テレビの国内生産 撤退相次ぐ

大手電機メーカーのテレビ事業は縮小の一途をたどり、国内での生産から撤退するメーカーが相次いでいます。
日立製作所は「Wooo」のブランドでテレビを生産していましたが2012年に自社での生産を終了しました。
東芝も国内で「レグザ」のブランドで生産していた事業を3年前に中国の電機メーカー「ハイセンスグループ」に
シャープも3年前、栃木県の工場での液晶テレビの生産を終了しました。
相次ぐ撤退の背景には、海外メーカーとの価格競争が激しくなり収益をあげるのが難しくなったことがあります。

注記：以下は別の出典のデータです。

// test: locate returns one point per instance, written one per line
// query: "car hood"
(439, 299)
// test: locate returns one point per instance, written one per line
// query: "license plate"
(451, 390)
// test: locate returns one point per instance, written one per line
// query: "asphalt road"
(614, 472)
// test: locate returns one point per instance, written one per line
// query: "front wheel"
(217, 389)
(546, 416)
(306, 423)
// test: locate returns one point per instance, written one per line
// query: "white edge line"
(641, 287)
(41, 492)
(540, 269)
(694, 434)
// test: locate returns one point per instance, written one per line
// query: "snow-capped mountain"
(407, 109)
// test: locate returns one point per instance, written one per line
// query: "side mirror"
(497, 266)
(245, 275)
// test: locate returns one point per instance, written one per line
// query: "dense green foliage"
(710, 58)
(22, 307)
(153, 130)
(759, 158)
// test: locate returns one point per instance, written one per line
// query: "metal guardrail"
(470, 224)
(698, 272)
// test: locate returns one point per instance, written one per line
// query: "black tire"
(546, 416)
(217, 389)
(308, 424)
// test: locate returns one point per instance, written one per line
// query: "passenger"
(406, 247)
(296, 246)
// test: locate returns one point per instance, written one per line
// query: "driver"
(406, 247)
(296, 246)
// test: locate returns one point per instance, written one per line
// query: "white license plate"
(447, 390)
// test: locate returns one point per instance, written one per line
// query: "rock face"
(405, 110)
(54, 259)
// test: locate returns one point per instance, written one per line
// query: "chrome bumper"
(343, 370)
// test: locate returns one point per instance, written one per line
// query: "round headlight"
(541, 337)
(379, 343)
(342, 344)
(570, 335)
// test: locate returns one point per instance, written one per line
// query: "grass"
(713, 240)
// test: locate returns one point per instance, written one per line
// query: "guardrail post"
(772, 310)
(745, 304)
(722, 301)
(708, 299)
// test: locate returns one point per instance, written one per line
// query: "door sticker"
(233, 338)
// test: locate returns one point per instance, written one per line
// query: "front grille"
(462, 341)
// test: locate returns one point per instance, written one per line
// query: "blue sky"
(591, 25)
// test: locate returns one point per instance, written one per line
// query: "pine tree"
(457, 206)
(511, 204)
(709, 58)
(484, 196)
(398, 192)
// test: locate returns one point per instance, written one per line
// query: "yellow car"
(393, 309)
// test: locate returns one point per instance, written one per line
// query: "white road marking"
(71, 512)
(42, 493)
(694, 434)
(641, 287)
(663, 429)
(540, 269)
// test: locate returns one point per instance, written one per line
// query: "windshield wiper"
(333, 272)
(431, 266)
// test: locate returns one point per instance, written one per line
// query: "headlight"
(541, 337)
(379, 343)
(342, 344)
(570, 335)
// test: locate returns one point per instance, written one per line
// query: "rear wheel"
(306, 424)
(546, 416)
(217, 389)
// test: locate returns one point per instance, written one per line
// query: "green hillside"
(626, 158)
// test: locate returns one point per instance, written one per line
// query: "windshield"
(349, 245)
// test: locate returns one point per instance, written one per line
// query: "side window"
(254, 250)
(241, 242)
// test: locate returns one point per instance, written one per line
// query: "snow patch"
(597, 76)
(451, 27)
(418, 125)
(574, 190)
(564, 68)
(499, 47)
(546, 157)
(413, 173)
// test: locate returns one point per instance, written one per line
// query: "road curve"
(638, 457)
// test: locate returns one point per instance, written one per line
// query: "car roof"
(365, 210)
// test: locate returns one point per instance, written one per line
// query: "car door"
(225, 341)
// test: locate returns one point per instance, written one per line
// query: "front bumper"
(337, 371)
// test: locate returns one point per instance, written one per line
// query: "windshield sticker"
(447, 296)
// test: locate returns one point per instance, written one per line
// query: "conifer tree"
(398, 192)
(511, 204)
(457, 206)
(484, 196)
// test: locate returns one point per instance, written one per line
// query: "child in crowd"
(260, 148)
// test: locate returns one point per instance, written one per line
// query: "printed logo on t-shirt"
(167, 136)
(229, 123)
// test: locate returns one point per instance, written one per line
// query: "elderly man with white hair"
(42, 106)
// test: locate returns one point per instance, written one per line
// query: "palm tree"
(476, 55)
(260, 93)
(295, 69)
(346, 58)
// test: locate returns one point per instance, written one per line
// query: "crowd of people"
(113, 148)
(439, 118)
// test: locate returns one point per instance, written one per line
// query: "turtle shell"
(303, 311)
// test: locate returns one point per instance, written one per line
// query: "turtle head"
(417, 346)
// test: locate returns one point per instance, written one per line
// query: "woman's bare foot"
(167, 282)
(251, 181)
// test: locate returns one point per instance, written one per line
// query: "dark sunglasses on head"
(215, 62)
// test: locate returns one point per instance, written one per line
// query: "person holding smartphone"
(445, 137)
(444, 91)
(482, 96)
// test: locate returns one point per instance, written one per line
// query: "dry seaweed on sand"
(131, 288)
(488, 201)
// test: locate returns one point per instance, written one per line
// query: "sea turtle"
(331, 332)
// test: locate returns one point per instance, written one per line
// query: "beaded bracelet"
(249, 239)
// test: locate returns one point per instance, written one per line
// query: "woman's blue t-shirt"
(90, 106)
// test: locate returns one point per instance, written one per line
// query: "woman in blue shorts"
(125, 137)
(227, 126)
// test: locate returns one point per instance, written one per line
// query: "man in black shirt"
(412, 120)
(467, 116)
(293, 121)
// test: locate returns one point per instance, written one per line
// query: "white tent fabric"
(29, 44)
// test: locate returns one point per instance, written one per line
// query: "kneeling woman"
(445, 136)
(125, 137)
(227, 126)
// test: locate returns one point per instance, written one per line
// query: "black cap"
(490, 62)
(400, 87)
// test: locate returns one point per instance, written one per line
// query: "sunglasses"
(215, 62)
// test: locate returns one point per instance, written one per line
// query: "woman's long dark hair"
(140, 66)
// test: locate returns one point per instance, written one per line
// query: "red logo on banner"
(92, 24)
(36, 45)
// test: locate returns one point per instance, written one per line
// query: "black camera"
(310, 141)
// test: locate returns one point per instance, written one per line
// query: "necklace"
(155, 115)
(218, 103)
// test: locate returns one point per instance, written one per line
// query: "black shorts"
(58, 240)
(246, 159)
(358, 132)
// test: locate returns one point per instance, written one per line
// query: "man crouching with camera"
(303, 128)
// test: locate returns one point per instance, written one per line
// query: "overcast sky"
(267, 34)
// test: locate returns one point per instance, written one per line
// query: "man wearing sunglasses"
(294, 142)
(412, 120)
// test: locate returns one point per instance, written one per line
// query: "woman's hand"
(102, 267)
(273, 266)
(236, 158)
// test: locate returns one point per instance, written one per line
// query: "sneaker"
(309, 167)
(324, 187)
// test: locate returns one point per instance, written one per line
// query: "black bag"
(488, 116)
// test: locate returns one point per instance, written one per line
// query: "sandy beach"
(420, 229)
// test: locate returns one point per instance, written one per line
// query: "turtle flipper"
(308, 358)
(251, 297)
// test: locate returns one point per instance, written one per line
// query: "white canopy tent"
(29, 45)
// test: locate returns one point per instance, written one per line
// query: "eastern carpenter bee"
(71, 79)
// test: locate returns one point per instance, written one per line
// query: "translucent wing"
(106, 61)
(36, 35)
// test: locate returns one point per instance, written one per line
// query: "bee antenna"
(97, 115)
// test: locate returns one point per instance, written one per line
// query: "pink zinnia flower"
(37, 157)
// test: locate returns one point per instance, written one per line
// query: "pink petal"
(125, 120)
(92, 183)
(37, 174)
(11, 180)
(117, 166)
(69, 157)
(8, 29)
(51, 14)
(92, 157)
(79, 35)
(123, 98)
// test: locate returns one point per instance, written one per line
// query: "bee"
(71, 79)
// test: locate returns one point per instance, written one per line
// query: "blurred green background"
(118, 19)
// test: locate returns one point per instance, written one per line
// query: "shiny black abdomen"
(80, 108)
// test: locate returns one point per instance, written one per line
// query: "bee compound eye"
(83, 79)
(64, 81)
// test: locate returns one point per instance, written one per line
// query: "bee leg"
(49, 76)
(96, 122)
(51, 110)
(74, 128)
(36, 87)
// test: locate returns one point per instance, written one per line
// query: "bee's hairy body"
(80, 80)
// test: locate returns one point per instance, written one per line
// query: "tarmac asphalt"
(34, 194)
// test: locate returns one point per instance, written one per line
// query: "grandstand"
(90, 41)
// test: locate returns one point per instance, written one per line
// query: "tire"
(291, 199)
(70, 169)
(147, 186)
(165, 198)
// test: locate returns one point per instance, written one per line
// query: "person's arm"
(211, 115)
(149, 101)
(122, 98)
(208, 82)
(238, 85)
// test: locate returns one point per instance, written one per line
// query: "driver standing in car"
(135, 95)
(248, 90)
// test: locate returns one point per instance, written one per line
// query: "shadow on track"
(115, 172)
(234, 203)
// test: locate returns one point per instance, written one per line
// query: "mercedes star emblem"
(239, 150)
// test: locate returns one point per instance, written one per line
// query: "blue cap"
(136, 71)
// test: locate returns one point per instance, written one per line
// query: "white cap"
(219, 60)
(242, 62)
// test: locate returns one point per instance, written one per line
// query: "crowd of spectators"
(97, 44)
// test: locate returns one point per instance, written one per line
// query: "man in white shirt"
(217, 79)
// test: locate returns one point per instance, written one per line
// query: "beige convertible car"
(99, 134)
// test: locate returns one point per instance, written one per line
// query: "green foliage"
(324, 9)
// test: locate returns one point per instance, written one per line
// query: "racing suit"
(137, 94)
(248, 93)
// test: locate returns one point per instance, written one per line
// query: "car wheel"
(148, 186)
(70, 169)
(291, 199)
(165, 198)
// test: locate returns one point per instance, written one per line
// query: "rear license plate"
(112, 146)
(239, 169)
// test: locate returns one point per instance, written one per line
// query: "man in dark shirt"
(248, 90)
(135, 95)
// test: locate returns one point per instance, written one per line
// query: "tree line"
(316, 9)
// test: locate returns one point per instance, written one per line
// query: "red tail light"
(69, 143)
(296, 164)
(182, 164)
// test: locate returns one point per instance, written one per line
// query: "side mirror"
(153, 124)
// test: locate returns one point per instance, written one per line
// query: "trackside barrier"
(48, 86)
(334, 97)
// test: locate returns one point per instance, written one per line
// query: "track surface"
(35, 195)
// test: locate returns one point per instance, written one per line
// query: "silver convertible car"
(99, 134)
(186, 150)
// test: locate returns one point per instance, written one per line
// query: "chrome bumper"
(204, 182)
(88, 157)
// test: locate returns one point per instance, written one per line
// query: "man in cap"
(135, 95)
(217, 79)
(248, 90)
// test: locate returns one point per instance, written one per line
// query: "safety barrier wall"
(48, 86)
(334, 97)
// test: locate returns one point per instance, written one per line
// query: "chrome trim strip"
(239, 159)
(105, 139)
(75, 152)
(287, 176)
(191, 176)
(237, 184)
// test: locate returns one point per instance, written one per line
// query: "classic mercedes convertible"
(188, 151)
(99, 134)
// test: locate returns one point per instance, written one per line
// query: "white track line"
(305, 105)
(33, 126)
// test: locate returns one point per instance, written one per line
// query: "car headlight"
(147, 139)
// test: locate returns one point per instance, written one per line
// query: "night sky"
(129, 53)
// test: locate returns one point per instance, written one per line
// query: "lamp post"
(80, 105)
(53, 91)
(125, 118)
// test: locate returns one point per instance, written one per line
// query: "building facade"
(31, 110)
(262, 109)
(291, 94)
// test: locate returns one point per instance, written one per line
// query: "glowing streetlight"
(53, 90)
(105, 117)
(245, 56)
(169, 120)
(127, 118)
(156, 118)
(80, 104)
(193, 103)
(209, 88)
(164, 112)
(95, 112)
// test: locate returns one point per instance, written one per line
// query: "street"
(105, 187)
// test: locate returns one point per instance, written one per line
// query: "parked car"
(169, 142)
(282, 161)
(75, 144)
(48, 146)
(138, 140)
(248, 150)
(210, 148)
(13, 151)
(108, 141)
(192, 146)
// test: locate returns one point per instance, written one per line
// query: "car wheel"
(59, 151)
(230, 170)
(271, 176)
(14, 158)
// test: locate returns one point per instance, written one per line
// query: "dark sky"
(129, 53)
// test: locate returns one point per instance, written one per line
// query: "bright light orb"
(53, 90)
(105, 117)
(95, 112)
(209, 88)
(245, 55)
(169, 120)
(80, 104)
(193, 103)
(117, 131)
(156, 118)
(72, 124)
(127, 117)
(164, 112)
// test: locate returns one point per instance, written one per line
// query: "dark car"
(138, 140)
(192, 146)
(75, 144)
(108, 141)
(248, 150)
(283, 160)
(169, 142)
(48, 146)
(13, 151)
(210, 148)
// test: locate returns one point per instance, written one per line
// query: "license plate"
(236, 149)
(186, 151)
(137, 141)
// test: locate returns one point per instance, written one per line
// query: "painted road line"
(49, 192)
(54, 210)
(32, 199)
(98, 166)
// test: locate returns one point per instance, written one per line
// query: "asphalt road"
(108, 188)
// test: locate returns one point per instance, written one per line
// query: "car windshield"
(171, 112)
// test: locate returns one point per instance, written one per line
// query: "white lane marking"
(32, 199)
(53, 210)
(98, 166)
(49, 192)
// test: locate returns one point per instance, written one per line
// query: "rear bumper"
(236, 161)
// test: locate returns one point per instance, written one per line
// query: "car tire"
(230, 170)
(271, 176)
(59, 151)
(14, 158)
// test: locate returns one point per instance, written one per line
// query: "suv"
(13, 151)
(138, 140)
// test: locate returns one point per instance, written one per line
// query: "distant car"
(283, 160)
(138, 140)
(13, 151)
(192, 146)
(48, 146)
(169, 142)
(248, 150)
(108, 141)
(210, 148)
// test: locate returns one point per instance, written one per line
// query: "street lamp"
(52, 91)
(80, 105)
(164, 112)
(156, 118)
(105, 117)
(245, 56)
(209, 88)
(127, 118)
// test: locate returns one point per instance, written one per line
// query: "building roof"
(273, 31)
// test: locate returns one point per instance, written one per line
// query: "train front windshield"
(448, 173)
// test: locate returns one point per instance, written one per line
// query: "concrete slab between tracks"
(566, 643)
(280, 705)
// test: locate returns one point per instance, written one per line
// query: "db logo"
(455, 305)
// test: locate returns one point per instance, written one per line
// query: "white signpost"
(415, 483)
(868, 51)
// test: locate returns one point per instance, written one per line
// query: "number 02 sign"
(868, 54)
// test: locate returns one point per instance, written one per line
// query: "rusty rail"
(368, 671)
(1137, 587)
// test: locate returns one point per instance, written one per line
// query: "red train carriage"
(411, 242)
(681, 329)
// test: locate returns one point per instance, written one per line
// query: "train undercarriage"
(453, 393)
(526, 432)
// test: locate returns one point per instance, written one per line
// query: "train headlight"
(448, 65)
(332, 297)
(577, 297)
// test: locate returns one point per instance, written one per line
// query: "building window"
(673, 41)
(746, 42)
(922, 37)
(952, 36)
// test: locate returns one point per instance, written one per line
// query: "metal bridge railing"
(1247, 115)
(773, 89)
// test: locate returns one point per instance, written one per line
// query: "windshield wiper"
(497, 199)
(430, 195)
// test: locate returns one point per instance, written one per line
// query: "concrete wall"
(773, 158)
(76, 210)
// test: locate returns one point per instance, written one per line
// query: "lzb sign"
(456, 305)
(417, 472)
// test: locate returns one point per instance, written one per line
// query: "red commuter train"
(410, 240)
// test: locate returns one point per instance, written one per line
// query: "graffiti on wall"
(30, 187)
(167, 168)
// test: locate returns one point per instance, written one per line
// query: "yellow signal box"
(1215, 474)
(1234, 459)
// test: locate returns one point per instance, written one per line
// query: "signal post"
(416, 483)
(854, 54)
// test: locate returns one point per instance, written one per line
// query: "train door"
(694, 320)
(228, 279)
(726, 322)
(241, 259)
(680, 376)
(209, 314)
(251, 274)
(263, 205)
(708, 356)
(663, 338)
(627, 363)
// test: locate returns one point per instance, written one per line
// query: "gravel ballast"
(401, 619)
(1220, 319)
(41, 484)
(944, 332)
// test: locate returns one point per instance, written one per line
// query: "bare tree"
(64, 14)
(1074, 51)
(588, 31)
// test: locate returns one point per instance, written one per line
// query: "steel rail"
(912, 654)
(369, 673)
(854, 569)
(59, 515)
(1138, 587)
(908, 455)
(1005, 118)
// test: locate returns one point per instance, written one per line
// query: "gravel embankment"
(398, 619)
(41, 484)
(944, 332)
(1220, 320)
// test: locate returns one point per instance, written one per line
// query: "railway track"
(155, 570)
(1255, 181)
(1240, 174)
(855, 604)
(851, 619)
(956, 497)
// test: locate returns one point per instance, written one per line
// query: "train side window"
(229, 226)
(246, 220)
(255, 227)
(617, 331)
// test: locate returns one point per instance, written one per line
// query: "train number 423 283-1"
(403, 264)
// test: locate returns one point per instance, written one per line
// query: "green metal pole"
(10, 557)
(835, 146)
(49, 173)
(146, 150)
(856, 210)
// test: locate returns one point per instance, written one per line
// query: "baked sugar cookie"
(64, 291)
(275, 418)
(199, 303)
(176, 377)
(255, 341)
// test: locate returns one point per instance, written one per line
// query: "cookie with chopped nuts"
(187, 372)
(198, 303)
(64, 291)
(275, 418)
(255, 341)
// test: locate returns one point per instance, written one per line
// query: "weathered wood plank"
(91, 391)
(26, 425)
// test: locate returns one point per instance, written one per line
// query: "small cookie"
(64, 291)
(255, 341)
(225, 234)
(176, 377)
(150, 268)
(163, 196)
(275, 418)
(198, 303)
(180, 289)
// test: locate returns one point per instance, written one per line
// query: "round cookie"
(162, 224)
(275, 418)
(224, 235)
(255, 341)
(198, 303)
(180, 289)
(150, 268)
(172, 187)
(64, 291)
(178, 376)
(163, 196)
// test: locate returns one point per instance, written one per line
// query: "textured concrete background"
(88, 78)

ソニーグループは愛知県稲沢市にある工場で三菱電機は京都府長岡京市にある工場で国内での生産を続けています。

パナソニック テレビ事業の歴史
パナソニック・旧松下電器産業のテレビ事業は1952年に白黒テレビの国内生産から始まりました。
1960年にカラーテレビを発売。その後の高度経済成長期には、カー、クーラーとともにカラーテレビは3Cと呼ばれ、
販売を伸ばし、一躍、お茶の間の主役となりました。
高画質のテレビは「家電の王様」とも呼ばれ、パナソニックのみならず、長く日本の電機メーカーの事業をけん引してきました。
2000年代以降の「薄型テレビ」の覇権争いでは、パナソニックはプラズマテレビに注力し、巨額投資を続けました。
兵庫県尼崎市に巨大なプラズマパネルの工場を次々と建設しました。
しかし、主に韓国のメーカーが、低価格の液晶テレビを売り始めたことで、プラズマテレビは劣勢に立たされ、2014年に撤退。
最後まで生産を続けてきた栃木県宇都宮工場での有機ELテレビの生産も、ことし3月末で撤退しました。
パナソニックは最盛期、2010年度には、世界で2023万台のテレビを販売しましたが、直近の2020年度は、360万台にまで落ち込んでいます。
パナソニックは、テレビ生産を中国の電機大手TCLに委託することで正式に合意した。
パナソニックの国内生産撤退は日本メーカーのテレビ衰退を象徴する形となりました。